“Make Do With Now” Film Screening and Dialogue at Archifest 2023

Monday, 23.10.2023 – Thursday, 26.10.2023

Exhibition

© S AM Swiss Architecture Museum
“Make Do With Now” © S AM Swiss Architecture Museum

This event will discuss the 2022 exhibition and accompanying publication by the S AM Swiss Architecture Museum titled “Make Do With Now. New Directions in Japanese Architecture”, highlighting alternative trends in Japanese Architecture and new architecture models of social and ecological commitment. 

Supported by the Swiss Embassy in Singapore and organised by Archifest in cooperation with S AM, it features a screening of a documentary film commissioned by the S AM for the exhibition, profiling five young architecture practices who are each developing unique approaches to the question of the architect’s role in society. The screening will be followed by a discussion featuring S AM curator Yuma Shinohara, Mio Tsuneyama, one of the protagonists of the film, Architect Ling Hao and Photographer Fabian Ong. 

“Make Do With Now” was an exhibition originally held at the Swiss Architecture Museum, Basel from 11 November 2022 to 12 March 2023. Five films featuring emerging Japanese practices will be featured in the Singapore Archifest 2023 main exhibition.

Date: 26 October 2023

Time: 7 — 9 pm

Venue: Festival House L2 

45, 47 Sultan Gate

Singapore 198493

Free registration

 

Speakers

Yuma Shinohara

(Curator, S AM Swiss Architecture Museum)

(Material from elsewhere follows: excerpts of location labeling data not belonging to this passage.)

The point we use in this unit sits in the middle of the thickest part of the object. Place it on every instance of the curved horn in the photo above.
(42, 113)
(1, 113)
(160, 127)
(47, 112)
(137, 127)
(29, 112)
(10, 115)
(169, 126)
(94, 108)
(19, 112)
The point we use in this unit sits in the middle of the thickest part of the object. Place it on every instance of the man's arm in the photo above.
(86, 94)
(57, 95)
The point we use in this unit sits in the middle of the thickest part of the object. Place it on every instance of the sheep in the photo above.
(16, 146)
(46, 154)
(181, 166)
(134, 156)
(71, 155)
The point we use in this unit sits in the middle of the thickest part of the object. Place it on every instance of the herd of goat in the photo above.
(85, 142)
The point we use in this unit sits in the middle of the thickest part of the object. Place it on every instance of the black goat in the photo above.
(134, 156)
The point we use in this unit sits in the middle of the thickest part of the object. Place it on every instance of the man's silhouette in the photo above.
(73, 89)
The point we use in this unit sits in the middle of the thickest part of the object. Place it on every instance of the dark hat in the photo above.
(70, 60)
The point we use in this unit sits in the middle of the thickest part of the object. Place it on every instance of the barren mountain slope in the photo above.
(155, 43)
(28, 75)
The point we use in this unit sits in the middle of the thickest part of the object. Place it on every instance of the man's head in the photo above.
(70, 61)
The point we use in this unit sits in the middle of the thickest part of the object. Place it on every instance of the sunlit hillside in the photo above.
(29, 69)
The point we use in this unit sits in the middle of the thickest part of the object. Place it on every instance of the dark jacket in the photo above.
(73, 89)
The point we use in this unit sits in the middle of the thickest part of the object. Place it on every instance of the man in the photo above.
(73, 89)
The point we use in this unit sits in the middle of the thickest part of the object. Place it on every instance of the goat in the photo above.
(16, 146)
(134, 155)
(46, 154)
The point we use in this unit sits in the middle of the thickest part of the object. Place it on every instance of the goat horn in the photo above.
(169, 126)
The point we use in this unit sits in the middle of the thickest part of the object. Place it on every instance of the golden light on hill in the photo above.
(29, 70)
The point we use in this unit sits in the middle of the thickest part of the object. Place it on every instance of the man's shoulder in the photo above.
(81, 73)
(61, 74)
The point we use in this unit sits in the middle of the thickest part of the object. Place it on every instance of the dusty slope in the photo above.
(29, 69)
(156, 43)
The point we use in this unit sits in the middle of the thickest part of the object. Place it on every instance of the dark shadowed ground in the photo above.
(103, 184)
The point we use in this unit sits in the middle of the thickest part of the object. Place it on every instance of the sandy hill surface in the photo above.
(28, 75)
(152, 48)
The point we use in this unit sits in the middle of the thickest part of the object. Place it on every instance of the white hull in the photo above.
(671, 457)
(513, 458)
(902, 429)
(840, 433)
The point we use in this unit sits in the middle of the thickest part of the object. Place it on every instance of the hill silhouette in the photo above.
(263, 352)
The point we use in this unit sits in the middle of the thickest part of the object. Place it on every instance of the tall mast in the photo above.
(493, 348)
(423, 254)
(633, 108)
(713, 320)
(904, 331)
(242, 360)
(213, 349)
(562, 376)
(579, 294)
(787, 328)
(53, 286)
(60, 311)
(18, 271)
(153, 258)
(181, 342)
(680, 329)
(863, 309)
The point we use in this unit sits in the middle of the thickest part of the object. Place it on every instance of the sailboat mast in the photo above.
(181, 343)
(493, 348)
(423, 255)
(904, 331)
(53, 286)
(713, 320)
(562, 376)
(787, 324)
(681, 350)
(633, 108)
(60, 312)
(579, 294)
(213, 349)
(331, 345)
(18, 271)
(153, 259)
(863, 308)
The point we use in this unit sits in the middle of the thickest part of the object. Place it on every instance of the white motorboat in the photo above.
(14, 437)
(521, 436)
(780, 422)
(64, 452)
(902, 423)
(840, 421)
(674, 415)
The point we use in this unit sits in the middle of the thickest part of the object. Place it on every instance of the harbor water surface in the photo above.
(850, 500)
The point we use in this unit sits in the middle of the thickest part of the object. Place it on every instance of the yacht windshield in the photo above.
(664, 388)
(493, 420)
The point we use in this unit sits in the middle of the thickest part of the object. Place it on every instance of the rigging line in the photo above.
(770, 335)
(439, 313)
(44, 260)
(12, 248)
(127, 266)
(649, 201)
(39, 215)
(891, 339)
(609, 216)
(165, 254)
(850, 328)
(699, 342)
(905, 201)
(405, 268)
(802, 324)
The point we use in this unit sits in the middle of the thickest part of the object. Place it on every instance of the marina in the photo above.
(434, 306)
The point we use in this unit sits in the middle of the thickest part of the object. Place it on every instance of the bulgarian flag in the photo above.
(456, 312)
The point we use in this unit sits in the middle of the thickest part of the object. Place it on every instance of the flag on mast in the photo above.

Yuma Shinohara (*1991) works as a curator and editor in the fields of architecture and urbanism. After working at Storefront for Art and Architecture, Ruby Press, the Academy of Arts Berlin, and the Canadian Centre for Architecture, he is currently a curator at the S AM Swiss Architecture Museum. At the S AM, Shinohara co-curated the exhibitions ‘Swim City’ (2019) and ‘Beton’ (2021) and over-saw the adaptation of ‘Access of All’ (2021) in collaboration with the Architecture Museum of TU Munich and the Institute of Architecture of the University of Applied Arts Northwest Switzerland. As a translator, he has translated Bruno Taut into English, among others, and worked for magazines such as ARCH+ and A+U. He graduated with a degree in comparative literature and society from Columbia University in New York. 

Mio Tsuneyama

Mio Tsuneyama is a Japanese architect and founder of Studio mnm. She began her study of architecture at Tokyo University of Science (TUS), Japan and completed at École Polytechnique Fédéral de Lausanne (EPFL) in 2008 as Swiss Government International Scholarships student, where she taught as a visiting professor in 2022-2023. She worked as an architect at HHF Architects in Basel after her study until she went back to Tokyo to start her own practice Studio mnm in 2012. Mio has built her career in the academic field since then as she taught at TUS as Assistant Professor and Junior Associate Professor since 2013. She also teaches at several private universities in Japan and has begun to teach as a guest professor at EPFL in 2022.

Ling Hao

Ling Hao was born in Kuching, Sarawak. After graduating from the University of New South Wales in Australia, he moved to Singapore to work with Tangguanbee Architects. He established Linghao Architects in 2000. It will soon be three decades of living in and working from Singapore as a base. The practice is an ongoing encounter with this world, bringing in bigger trajectories to be part of each project where actions or decisions are quickly layered over, transformed. One such arc is the relation between the exterior and the interior. It has become commonplace to experience them as separate and divided, led by desired habits and mechanical and electrical systems. In the everyday life of a city dweller, this has become a smooth confrontation that occurs intimately as part of the daily rhythms. How is it to imagine scenarios where it is more directly related? From where can this begin? What are the possible effects?

Fabian Ong

Fabian Ong is an architecture-trained photographer from Singapore. Upon obtaining his Master’s degree from the National University of Singapore, he practiced design at several notable architectural firms and conducted research projects and workshops in the Singapore University of Technology and Design. In 2016, he was invited by the Japanese periodical A+U and Shinkenchiku to be their in-house photojournalist based in Tokyo, Japan, while covering projects in Europe, North America, and Asia. Fabian is concurrently developing his art photography practice with a focus on natural and constructed landscapes. In his Archifest exhibition “Building Building” he asked “when does architecture emerge?”, “when is architecture, if ever, completed?” It invites the viewer to perceive architecture not as a predetermined outcome but an evolving phenomenon by exposing moments from their construction process before they reach their state of “completion”.